Adam Bowe
Queensland Investment Corporation
Ping-Sheng Koh
University of Queensland
Irene Tutticci
University of Queensland
Abstract: This study investigates whether the net cost assigned by the market to employee stock options (ESO) in the U.S. market holds in the Australian setting. Currently, Australia has minimal disclosure requirements in relation to ESO, however, a number of firms voluntarily disclose sufficient information to value this form of remuneration.

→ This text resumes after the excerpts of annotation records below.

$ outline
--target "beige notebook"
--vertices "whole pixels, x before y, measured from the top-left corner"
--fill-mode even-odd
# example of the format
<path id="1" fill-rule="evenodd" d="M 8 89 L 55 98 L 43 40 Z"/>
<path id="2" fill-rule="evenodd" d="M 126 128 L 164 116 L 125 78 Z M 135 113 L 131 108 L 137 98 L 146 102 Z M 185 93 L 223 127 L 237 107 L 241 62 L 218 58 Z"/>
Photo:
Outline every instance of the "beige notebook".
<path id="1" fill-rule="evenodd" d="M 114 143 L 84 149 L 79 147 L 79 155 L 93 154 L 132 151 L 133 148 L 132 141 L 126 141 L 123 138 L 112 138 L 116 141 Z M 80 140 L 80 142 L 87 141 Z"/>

Using a sample of Australian firms that supply sufficient information to determine a Black-Scholes value for their ESO in the sample period, price and returns models are used to test the value relevance of ESO. The results are compared to a matched sample of U.S. firms to examine whether differences in the incentives to disclose ESO in the two settings affects the way in which investors treat ESO. Consistent with prior research, SFAS 123 ESO values for the sample of U.S. firms are negatively associated with price and returns. However, the Australian price regressions yield significant positive coefficients on measures of ESO values. The results indicate that ESO in the Australian market are perceived to have a net benefit to shareholders. Differences in the incentives to issue and report ESO may explain the results. The results of the returns model for the Australian sample are less conclusive. These results show the current year ESO values having no significant association with returns and the one-year change in ESO value conveying positive information to the market.